Saturday, June 20, 2015

Peter Nadas. Parallel Stories.


It is impossible to talk about this novel without talking about its length: 1133 small-type, large-format pages.  Parallel Stories is huge: in length, scope, and ambition.  It includes many (sometimes very, sometimes barely) linked stories that are located in Hungary and that range from the 1930s up to 1989.  This means it includes the lead up to World War II; the Holocaust; the years under Communism, including the 1956 revolution; and the fall of Communism in Europe. It took 18 years to write. I began this book when I was in Budapest and finished it here at the lake.  (I took breaks from it every now and again.). Published in Hungarian in 2005 and translated into English in 2011, it is considered one of the greatest Hungarian novels of the 21st century.  Peter Nadas's (b. 1944) earlier novel, A Book of Memories, was described by Susan Sontag as "the greatest book written in our time, and one of the great books of the century."

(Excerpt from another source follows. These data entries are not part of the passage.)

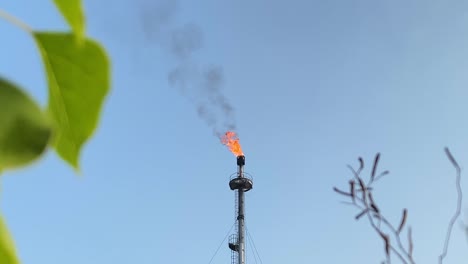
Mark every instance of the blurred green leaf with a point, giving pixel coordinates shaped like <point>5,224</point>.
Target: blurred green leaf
<point>7,247</point>
<point>24,128</point>
<point>72,11</point>
<point>78,78</point>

Parallel Stories offers a network of stories, spread over fifty-plus years.  These stories are connected in that various characters, or their relatives, appear and reappear, as the novel proceeds.  The stories are not told in chronological order, but skip backwards and forwards in time.  The novel thus demands of its readers a particular kind of attention.  As she proceeds through these somehow-linked stories, the reader must remember and construct connections and must work to understand the ways in which these stories are parallel (or perhaps not).

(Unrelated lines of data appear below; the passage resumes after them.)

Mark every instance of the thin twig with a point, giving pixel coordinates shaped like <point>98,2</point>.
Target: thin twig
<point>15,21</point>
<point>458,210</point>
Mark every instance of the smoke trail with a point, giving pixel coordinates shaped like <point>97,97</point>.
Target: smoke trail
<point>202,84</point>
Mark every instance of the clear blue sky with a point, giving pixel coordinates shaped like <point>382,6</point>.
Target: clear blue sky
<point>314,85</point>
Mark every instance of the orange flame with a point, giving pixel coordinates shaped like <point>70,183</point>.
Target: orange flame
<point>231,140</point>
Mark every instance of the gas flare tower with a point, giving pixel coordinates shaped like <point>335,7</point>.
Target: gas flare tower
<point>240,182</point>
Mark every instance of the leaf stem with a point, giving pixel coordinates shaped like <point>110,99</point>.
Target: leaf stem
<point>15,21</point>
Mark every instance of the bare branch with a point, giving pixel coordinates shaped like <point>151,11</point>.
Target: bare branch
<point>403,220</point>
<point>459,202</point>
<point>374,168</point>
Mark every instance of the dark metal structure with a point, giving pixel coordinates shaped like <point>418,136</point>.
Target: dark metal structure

The subject of these stories is the history of Hungary in the 20th century as played out on the human body. It is one of the most visceral books I have ever read.  It lays out the full range of bodily actions--including sexual intercourse, masturbation, hunger, eating, digestion, urination.  There is a particular focus on the penis.  These bodily actions not only take place in but somehow anchor the horrors of Hungarian life under the Arrow Cross, Nazis, and Communists.

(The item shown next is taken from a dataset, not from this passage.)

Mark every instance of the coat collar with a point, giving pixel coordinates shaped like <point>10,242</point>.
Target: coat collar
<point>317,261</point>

Reading Parallel Stories was a monumental task.  All the chapters are focalized through particular characters, but some are structured as fairly traditional narratives, and others more as stream of consciousness.  It was a strenuous experience but, in my view, worth it.  Constructing in my mind this complex and allusive narrative was a little like constructing an understanding of Budapest.  Finding connections and tracing genealogies and friendships in the book resembled finding patterns and tracing the histories of buildings and sections of the city.  In both cases, I was not just  a spectator but an active participant in building an understanding of something that is simultaneously vital and decaying, public and private, physical and symbolic.